Affaires
La réforme de la propriété industrielle pourra-t-elle endiguer la contrefaçon ?
Seulement 600 affaires jugées devant les tribunaux, alors que le phénomène coûte 0,7% de point du PIB. Procédure de dépôt de brevet mieux verrouillée, renforcement de l’arsenal répressif…, ce que la loi prépare.

Une perte estimée entre 6 et 12 milliards de DH pour l’industrie, soit 0,7 point du PIB, un manque à gagner fiscal d’un milliard et 3 000 emplois perdus ou informels… Ce sont, en substance, les principaux impacts de la contrefaçon sur l’économie marocaine. L’étude présentée par l’Office marocain de la propriété industrielle et commerciale(OMPIC) en février dernier a révélé les dysfonctionnements avérés du système de protection de la propriété industrielle et commerciale.
Seulement 595 affaires de contrefaçon ont été jugées par les tribunaux de commerce des régions de Tanger, Oujda, Agadir et Casablanca sur la période 2010-2013 ; le Comité national pour la propriété industrielle et anticontrefaçon (CONPIAC) estime qu’il en existe pas moins du triple! Autant dire que le Maroc, signataire de l’ACTA (Anti-Counterfeiting Trade Agreement) et qui prépare son adhésion au Traité de Singapour et à l’Arrangement de La Haye, est aujourd’hui sous pression. D’où la réforme concoctée en mars 2013 et adoptée en première lecture.
En conformité avec l’accord de validation des brevets européens au Maroc, le système d’enregistrement des brevets va connaître une procédure nouvelle.
Ainsi, les dossiers de demande de brevets d’invention déposés auprès de l’OMPIC feront désormais l’objet d’un rapport de recherche préliminaire accompagné d’une opinion sur la brevetabilité. Un système de validation voit aussi le jour. Un brevet d’invention (ou une demande) émanant d’un organisme étranger (d’un Etat ou d’une communauté d’Etats) aura les mêmes effets qu’un brevet déposé auprès de l’OMPIC. Le projet d’amendement prévoit la mise en place d’un système de rejet des demandes d’enregistrement de marques. Ainsi, l’OMPIC pourra rejeter par décision motivée les demandes lorsqu’il considère que «le signe est dépourvu de caractère distinctif, ou qu’il est de nature à tromper le public, notamment sur la nature, la qualité ou la provenance géographique du produit».

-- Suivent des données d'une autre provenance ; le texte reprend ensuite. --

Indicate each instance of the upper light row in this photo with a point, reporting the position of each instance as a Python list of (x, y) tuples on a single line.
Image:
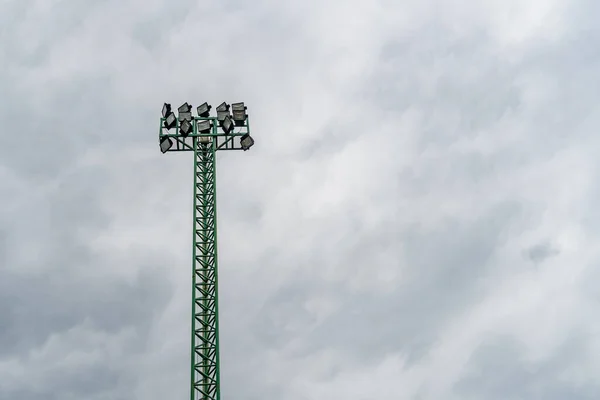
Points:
[(227, 120)]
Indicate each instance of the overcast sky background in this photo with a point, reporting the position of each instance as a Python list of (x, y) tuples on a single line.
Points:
[(418, 220)]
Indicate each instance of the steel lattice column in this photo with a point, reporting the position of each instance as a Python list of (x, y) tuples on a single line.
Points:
[(205, 324)]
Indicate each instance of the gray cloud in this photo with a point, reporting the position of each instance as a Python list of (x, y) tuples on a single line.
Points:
[(412, 161)]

Les dépôts pourront se faire par voie électronique
Ces normes nouvelles permettront ainsi de scinder une marque sur une partie des produits et services désignés par la demande initiale. En cas d’opposition sur la demande initiale, une demande divisionnaire permettra au requérant d’enregistrer la partie qui n’est pas visée par l’opposition sans attendre le règlement du litige.
Et afin d’assouplir la procédure de dépôt des demandes de titres de propriété industrielle, le nombre de pièces à fournir sera réduit. De même, toute personne aura la possibilité de déposer des observations sur les demandes de dépôt. Ces dernières seront publiées, sauf demande expresse du déposant. Si la procédure d’opposition ne fait l’objet d’aucun aménagement, le système de datage pourra désormais faire foi. Il permettra aux auteurs et créateurs de se constituer une preuve de leur création à la date de la remise d’un dossier à l’OMPIC. Et pour être en conformité avec l’arrangement de La Haye, les opérateurs pourront désormais déposer directement les demandes d’enregistrement des dessins et modèles par interface électronique.
Les réaménagements introduits par le projet de loi concernent aussi le renforcement de la dissuasion. Les peines encourues pour contrefaçon seront désormais allongées (deux à six mois d’emprisonnement et une amende de 50 000 à 500 000 DH). Les titulaires des droits auront le choix entre l’action civile ou pénale. En outre, le président du tribunal peut autoriser la saisie ou une autre forme de rétention des matériaux, des instruments et des éléments de preuve documentaires.